Sementara itu, para anggota hanya dibatasi pada penduduk Jawa dan Madura yang
beragama Islam.
Eksistensi
dan Kisar Gerakan Muhammadiyah
Indonesia
memasuki abad ke-20 adalah sebuah negeri yang muram. Setelah runtuhnya
kekuasaan-kekuasaan monarkis di Nusantara, negeri ini terbelenggu oleh
kolonialisme. Hampir segeap sendi kehidupan terpasung secara semena-mena
bersamaan dengan munculnya berbagai praktik kolonialisasi yang sengaja merampas
dan mencekeram hak dan hajat hidup kaum pribumi. Sejarah panjang kolonialisme
itu berlangsung berabad-abad, sadis dan serakah, serta menimbulkan getir trauma
dan cedera historis yang cukup parah. Indonesia terkoyak tanpa daya, dimana
sebagian besar rakyatnya terbenam ke dalam kemiskinan, kebodohan, dan
keterbelakangan.
Di
rentang sejarah gelap kolonialisme itulah umat Islam Indonesia turut menanggung
akibatnya. Sebagai entitas masyarakat mayoritas di Nusantara, umat Islam pun
menjadi obyek dan sasaran kolonialisasi yang paling diperhitungakan karena terbukti
kerap menyulut perlawanan rakyat secara terbuka dan bahkan besar-besaran. Di
antara peristiwa perlawanan dimaksud adalah pecahnya Perang Suci: perlawanan
umat Islam paling berdarah-darah sepanjang sejarah yang digerakkan dan
dipelopori oleh barisan ulama Aceh. Tak lepas berkait dari itu, peristiwa
penting yang menandai perlawanan umat Islam terhadap kolonialisme Belanda
sebelumnya juga terjadi secara berturut-turut di berbagai belahan Nusantara,
yakni Perang Padri di Minangkabau yang dipelopori Imam Bonjol dan Haji Miskin
(1821-1838), Perang Sabil di Jawa yang dipelopori Pangeran Dipenogoro
(1825-1830), serta Pemberontakan Tjilegon di Banten yang dipelopori Hadji Wasit
dan Tubagus Hadji Ismail (1888).
Rentetan kecamuk perang itu meninggalkan
warisan kerugian materil dan personil serdadu yang sangat besar bagi Belanda,
sekaligus menyisakan tak sedikit kekhawatiran yang kemudian secara perlahan
memaksa Belanda menerapkan strategi baru kolinialisasi kaum pribumi yang
dikenal dengan istilah Politik Etis. Era ini ditandai oleh hadirnya misionaris
ulung bernama Christiaan Snouck Hurgronje, seorang dan satu-satunya orang
–dalam sebuah tesis Alfian-- yang bertanggungjawab sebagai arsitek Kebijakan
Politik Islam.
Kebijakan demikian itu, sengaja diberlakukan Belanda
untuk menampilkan ”dua wajah” baru kolonialisasi, dan pada saat yang sama
memerangi Islam di Indonesia dengan cara-cara yang tampak etis. Yaitu,
menguatkan gelombang westernisasi pendidikan dan budaya di lapisan elite dan
terpelajar, sedangkan di lapisan ”kedap perubahan” yang dibentengi ulama
tradisionalis, Belanda menggairahkan kembali tradisi Hindu-Islam yang sudah
berumur satu abad, dimana hal itu berakibat langsung serta sekaligus memicu
maraknya praktik takhayul dan bid’ah (sebagai bentuk penyimpangan agama) di
tangah-tengah kehidupan umat Islam Indonesia.

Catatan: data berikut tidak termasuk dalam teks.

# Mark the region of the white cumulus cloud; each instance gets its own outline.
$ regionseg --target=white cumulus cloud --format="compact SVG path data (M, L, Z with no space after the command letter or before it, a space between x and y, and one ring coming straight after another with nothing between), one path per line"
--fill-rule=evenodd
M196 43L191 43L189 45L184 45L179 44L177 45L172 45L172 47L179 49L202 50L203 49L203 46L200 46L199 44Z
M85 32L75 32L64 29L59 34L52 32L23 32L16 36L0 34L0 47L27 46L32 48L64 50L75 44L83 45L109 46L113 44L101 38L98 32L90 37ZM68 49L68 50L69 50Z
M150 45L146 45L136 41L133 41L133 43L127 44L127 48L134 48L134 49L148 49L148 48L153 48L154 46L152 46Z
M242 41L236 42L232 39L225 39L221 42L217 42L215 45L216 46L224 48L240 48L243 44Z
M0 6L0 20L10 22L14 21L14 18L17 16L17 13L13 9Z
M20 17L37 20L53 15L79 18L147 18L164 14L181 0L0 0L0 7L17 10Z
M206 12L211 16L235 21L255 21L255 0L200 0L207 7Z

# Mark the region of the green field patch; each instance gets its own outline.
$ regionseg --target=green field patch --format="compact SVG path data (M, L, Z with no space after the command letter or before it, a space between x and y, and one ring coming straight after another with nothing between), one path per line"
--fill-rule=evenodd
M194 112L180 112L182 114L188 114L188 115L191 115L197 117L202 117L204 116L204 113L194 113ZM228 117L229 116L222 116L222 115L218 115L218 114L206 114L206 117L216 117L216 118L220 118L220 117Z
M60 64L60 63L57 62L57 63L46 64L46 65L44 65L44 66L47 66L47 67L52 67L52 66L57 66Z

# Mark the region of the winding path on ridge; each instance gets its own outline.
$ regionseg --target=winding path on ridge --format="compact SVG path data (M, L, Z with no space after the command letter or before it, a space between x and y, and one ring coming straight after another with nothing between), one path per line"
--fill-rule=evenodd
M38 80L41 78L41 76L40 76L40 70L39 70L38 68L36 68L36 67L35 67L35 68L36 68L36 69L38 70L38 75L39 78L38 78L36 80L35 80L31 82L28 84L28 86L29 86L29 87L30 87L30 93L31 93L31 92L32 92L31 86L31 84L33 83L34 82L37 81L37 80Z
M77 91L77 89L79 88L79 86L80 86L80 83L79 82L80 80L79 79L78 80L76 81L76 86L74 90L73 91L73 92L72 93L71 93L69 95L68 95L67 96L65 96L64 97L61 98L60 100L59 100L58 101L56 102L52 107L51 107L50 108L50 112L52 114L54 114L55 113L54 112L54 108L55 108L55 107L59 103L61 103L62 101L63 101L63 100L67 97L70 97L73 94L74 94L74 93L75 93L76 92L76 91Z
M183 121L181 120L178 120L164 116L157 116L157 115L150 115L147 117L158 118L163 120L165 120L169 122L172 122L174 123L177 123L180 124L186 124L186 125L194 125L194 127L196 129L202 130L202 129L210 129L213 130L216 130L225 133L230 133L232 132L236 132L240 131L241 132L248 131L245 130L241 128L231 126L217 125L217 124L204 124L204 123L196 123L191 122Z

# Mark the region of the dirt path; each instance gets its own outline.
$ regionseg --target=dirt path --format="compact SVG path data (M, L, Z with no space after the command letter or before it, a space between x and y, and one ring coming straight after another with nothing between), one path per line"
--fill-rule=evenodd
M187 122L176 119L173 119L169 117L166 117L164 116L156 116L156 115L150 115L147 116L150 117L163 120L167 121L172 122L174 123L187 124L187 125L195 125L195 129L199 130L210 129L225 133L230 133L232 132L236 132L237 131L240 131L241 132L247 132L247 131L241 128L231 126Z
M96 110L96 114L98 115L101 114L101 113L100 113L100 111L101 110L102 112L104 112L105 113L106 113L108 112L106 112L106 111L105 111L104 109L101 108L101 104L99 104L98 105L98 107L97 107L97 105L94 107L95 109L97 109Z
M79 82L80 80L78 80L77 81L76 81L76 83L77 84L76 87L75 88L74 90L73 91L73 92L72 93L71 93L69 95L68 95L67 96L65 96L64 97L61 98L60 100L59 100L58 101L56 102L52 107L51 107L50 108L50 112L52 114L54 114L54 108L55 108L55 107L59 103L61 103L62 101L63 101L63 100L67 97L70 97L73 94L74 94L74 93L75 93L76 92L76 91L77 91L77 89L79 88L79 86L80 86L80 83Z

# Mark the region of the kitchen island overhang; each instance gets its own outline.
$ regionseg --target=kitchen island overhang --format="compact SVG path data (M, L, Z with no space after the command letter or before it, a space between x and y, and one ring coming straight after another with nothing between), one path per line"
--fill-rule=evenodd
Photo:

Meskipun Belanda menuai hasil cukup gemilang
dari proses awal kebijakan Politik Etis, namun hasil pahit yang sebelumnya
tidak pernah diharapkan dari ekses proses kebijakan itu selanjutnya adalah
lahirnya benih-benih nasionalisme Indonesia meodern. Benih-benih nasionalisme
modern (perlawanan melelaui pintu perdagangan dan pendidikan) itu sudah terasa
secara diam-diam melalui surat-surat Kartini dari Jepara kepada Stella
Zeehandelaar di Belanda pada kurun 1899-1903, sampai kemudian gerakan
nasionalisme versus Kolonialisme itu berlanjut cukup terbuka sejak Budi Utomo
berdiri 1908 dan memulai sekolah Kweekschool di Jetis Yogyakarta.
Sungguh pun tak dapat dipungkiri, kebijakan
liberal di sektor ekonomi yang diberlakukan secara formal sejak 1870, telah
memberi kesempatan yang luas tidak hanya kepada pemerintah kolonial, melainkan
juga kepada pihak asing lainnya untuk melakukan esksploitasi tanpa batas
terhadap sumber-sumber ekonomi di belahan-belahan bumi Indonesia. Perkebunan
dan pertambangan milik pemerintah maupun perusahaan swasta asing bermunculan
dan merambah cepat dari Sabang sampai Merauke. Realitas ini berbeda dengan masa
sebelumnya, dimana eksploitasi hanya terkonsentrasi di sepanjang Pulau Jawa.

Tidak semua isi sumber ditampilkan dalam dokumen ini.